1. Changes of both a Brown tax, or a neutral resource rent tax (in which the rate of interest used in discounting the net cash flow is equal to a mining firm’s discount rate) have neutral effects on the environment. That is, the taxes neither aggravate nor ameliorate environmental externalities. As is well known, a Brown tax or a neutral resource rent tax are the preferred forms of taxing mineral resources. However, in the presence of environmental externalities, these taxes need to be supplemented with environmental taxes (of the form discussed in this paper) if economic efficiency as well as environmental protection are to be achieved. Despite their economic appeal, there are not many countries which have implemented mineral tax packages that combine a Brown or resource rent tax with the type of environmental taxes discussed in this paper.

2. Many countries have environmental regulations governing the operations of mining firms and few impose appropriate environmental taxes that internalize the two forms of environmental externalities discussed in this paper. No doubt this partly reflects governments’ preference for a command and control approach to use of economic instruments to control environmental degradation. But this may also reflect the considerable complexity and extensive information requirements associated with the design and implementation of appropriate environmental taxes for mining firms. The absence of applied research on practical designs of environmental taxes may be a further impediment in efforts to implement these taxes. With increasing research and understanding of the nature of environment taxes in mining, regulations could be replaced by environmental taxes in the future.

3. Even though usually imposed largely for revenue purposes, and often condemned as distortionary, per unit taxes on mineral output have similar qualitative effects in restraining environmental externalities as static Pigovian taxes. This is not to suggest that these taxes are a perfect substitute for static Pigovian taxes, let alone the dynamic version discussed in this paper. They are not.
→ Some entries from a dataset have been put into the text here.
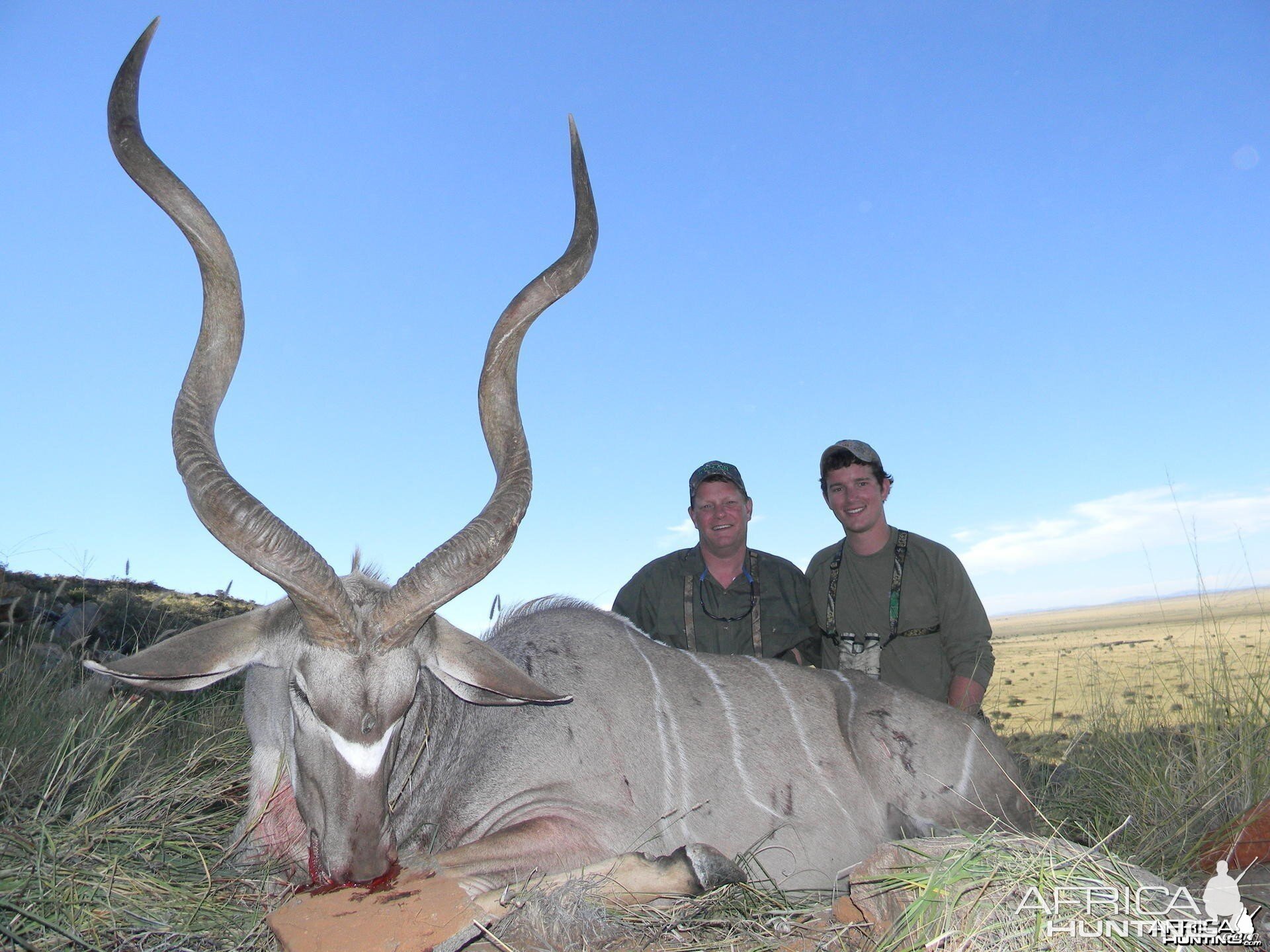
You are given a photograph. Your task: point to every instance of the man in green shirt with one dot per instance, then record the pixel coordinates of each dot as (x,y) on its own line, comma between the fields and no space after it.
(894,604)
(720,596)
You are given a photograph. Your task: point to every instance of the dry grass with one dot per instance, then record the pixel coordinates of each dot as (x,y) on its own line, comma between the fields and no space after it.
(1054,669)
(114,811)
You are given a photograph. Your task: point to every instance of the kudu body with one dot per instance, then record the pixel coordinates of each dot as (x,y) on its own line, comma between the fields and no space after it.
(376,727)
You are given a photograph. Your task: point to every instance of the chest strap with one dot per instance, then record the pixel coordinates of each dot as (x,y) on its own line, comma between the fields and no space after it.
(897,576)
(756,630)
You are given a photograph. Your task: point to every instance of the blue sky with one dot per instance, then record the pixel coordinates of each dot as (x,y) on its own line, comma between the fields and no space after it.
(1021,248)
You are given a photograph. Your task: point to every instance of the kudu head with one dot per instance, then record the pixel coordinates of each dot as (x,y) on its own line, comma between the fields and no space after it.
(353,651)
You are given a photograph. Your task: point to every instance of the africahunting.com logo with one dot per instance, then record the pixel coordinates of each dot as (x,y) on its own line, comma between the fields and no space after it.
(1166,913)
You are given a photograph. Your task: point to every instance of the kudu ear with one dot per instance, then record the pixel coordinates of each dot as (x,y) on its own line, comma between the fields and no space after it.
(476,672)
(194,658)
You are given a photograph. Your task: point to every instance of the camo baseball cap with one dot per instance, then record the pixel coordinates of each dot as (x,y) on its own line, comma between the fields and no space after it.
(860,450)
(715,469)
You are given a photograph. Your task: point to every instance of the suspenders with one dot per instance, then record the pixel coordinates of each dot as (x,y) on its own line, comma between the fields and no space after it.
(893,602)
(690,590)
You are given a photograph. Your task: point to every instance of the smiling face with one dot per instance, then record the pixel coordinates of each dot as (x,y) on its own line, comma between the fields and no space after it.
(720,512)
(857,498)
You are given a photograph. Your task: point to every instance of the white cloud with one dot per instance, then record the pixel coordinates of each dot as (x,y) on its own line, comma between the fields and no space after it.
(1113,526)
(683,528)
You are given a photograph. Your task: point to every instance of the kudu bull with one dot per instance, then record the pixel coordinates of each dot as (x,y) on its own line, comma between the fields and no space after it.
(378,727)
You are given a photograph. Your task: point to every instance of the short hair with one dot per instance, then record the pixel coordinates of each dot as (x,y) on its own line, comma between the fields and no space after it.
(841,459)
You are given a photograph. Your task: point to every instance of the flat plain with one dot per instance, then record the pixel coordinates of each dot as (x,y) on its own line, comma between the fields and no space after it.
(1057,668)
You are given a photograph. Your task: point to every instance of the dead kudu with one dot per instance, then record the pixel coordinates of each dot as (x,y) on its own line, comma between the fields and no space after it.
(380,729)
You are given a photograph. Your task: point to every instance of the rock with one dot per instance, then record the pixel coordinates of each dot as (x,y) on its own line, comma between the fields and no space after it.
(1241,843)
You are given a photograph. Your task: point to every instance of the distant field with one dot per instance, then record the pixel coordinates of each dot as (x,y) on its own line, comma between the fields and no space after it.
(1056,668)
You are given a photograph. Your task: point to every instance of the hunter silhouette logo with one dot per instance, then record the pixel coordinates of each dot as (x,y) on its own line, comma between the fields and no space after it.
(1167,913)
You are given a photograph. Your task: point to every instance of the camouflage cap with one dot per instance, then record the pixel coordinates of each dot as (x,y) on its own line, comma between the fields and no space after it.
(715,469)
(860,450)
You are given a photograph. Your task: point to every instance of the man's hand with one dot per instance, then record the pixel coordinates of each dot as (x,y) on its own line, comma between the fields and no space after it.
(966,694)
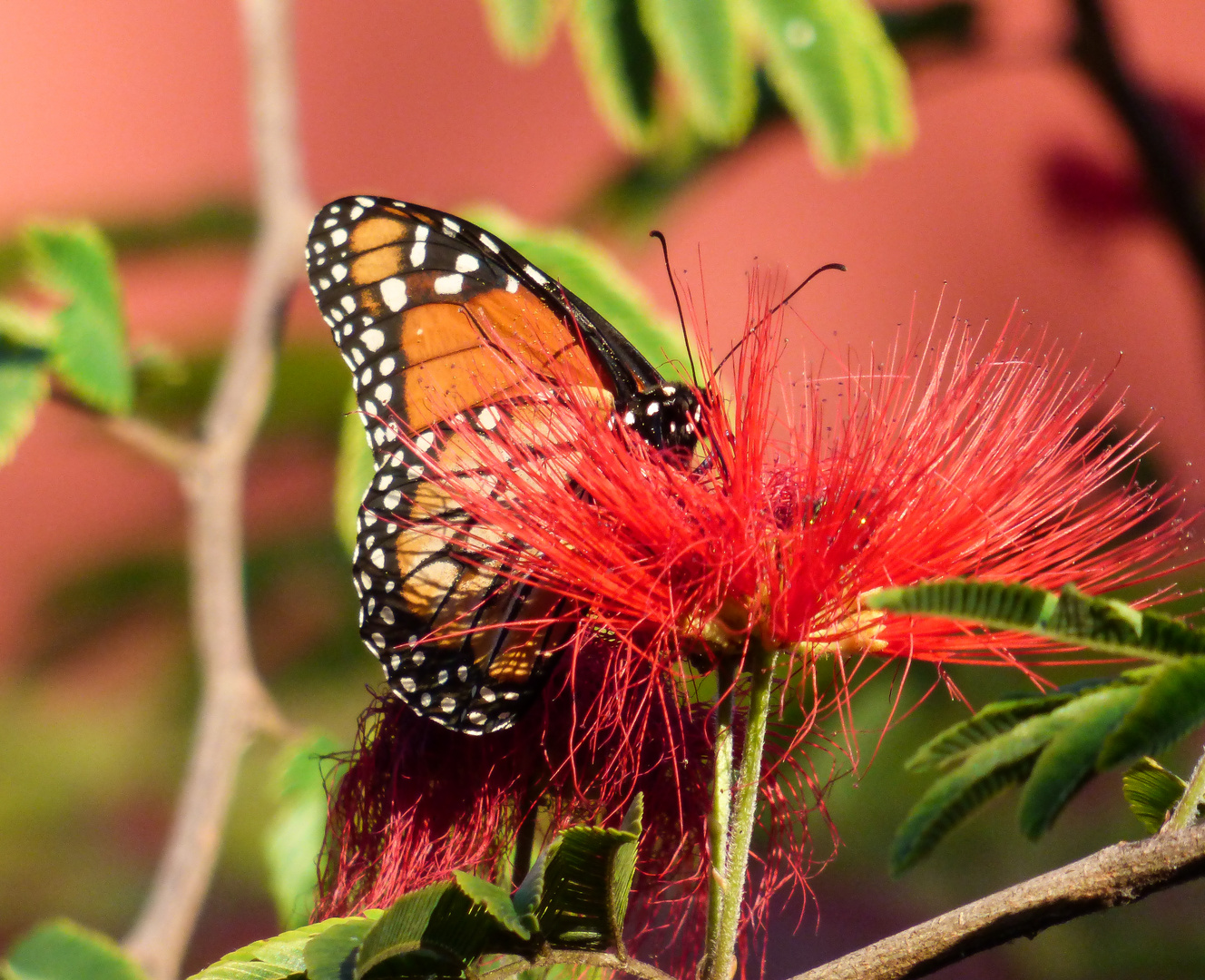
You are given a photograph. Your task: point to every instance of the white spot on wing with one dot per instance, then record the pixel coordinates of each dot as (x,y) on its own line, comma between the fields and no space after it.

This is in part because rates of such taxes which are often based on revenue and other fiscal considerations are likely to differ markedly from those based on the need to “internalize” environmental externalities. However, if environmental externalities are significant and they are related to rates of mineral extraction, then, in the absence of any environmental taxes, per unit of output taxes could be viewed as proxies for static Pigovian taxes. If these taxes are supplemented by taxes on remaining reserves, then they resemble, at least in form, the dynamic Pigovian tax. Viewed in this light, these taxes in practice may be less distortionary than often suggested in theoretical analyses. These taxes are environmentally friendly as are: a profits tax with the rate decreasing over time; a resource rent tax with the rate of interest less than the investor’s discount rate; and a per unit of output tax with a rate increasing at a rate less than the rate of interest. If, in a reform package, these taxes are replaced by a Brown tax, or a neutral resource rent tax, then it may be necessary to implement appropriate environmental taxes as part of the reform package otherwise environmental degradation would worsen after the tax reform.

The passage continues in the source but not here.